Blaze (vers. 2008) by 0431

Blaze (vers. 2008) by 0431

autore:0431 [0431]
La lingua: ita
Format: epub
pubblicato: 2010-10-22T20:24:47.360000+00:00


8

ERA la sala da pranzo, c’era un tavolo lungo con il piano in cristallo. Intorno c’erano sette sedie di acero rosso. Mancava l’ottava. Naturalmente. Mentre contemplava lo spazio vuoto in fondo al tavolo, ricordò un particolare: il sangue che le affiorava in una minuscola perla sotto l’occhio mentre Pickering diceva: d’accordo, bene, d’accordo, le aveva creduto quando gli aveva detto che solo Deke poteva immaginare che si trovasse alla Casamatta, così aveva abbandonato il coltello piccolo, quello che lì per lì aveva pensato fosse appartenuto a Nicole, lasciandolo cadere nel lavello.

Dunque c’era sempre stato un altro coltello con cui minacciarlo. C’era ancora. Nel lavello. Ma non sarebbe tornata là dentro. Mai e poi mai.

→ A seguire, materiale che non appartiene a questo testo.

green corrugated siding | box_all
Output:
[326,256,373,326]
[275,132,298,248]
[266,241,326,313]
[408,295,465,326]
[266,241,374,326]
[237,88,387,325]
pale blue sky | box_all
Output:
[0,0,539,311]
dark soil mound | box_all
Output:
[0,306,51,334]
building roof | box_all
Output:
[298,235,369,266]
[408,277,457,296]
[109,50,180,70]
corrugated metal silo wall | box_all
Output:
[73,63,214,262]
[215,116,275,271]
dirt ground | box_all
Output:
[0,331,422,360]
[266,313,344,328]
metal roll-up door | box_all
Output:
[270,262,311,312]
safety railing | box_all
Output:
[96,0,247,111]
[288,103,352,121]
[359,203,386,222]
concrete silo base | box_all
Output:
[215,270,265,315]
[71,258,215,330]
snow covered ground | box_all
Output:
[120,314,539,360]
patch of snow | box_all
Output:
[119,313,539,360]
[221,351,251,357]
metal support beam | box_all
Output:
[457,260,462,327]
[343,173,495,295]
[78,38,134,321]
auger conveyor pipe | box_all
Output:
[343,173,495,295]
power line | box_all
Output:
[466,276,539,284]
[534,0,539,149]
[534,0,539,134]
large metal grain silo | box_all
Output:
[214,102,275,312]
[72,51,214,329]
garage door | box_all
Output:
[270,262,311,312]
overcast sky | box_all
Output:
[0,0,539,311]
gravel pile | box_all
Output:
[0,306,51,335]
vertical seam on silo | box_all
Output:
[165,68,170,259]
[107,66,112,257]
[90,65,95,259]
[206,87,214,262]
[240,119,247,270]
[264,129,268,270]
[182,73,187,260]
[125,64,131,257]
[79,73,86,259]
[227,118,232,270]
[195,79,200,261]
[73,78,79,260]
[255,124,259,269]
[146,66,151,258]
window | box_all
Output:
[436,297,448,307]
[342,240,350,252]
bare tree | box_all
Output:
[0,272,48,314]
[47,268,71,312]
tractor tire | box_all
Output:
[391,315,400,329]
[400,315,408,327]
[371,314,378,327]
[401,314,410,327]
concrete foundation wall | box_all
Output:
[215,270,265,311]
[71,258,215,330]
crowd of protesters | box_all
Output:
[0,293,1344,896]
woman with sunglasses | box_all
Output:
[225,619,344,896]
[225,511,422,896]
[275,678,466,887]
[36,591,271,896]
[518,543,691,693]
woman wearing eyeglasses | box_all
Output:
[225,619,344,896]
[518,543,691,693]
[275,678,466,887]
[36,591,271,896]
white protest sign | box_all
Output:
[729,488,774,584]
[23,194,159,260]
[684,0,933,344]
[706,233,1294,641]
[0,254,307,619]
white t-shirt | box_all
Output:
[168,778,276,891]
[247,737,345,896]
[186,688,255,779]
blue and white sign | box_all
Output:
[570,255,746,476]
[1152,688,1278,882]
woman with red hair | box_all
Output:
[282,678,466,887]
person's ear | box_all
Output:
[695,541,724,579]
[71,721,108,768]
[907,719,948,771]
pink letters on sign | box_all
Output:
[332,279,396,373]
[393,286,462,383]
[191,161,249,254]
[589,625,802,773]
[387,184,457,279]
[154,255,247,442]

Attraversò la sala da pranzo e imboccò un corridoio con cinque porte, due per parte e una in fondo, le prime due davanti alle quali passò erano aperte, a sinistra un bagno e a destra una lavanderia, la lavatrice era di quelle che si caricano da sopra ed era aperta. Sul ripiano accanto c’era una scatola di detersivo. Dallo sportello spuntava un lembo di maglietta macchiata di sangue, la maglia di Nicole, Emily ne fu certa, anche se non aveva modo di averne conferma. E se era davvero la sua, perché Pickering aveva pensato di lavarla? Lavarla non avrebbe eliminato gli strappi. Ricordò di aver pensato che l’avesse ferita decine di volte, anche se senz’altro non era possibile. O si sbagliava?

Sì, pensò di sbagliarsi: Pickering in un attacco di follia sfrenata.

Apri la porta dopo quella del bagno e trovò una stanza degli ospiti. Non era che una scatola buia e sterile, dominata da un ampio letto matrimoniale così perfetto che senza dubbio avresti potuto farci rimbalzare sopra una monetina. Era stata una cameriera a rifarlo? La nostra indagine dice di no, pensò. La nostra indagine dice che nessuna cameriera ha mai messo piede in questa casa. Solo “nipoti”.

La porta dirimpetto a quella della stanza degli ospiti era di uno studio. Il locale era non meno sterile di quello di fronte. In un angolo c’erano due mobiletti. Al centro c’era una grande scrivania con un PC incappucciato da una busta di plastica trasparente. Il pavimento era di comuni assicelle di rovere. Non c’era tappeto. Non c’erano quadri. L’unica ampia finestra aveva le imposte chiuse e lasciava trapelare solo pochi e stentati fili di luce. Come la stanza degli ospiti, l’ambiente era buio e dimenticato.

Qui non ci ha mai lavorato, pensò e fu certa di aver ragione. Era scenografia. Lo era tutta la casa, compresa la stanza dalla quale era fuggita, la stanza che sembrava una cucina ma che era in realtà una sala operatoria, completa di piani di lavoro e pavimenti facilmente lavabili.

La porta in fondo al corridoio era chiusa e, mentre vi si avvicinava, già sapeva che l’avrebbe trovata chiusa a chiave. Se fosse uscito anche lui da quella parte della cucina, l’avrebbe intrappolata in quel corridoio. Non avrebbe avuto dove correre ed erano giorni in cui correre era la sola cosa che sapeva fare bene... la sola cosa che sapeva fare.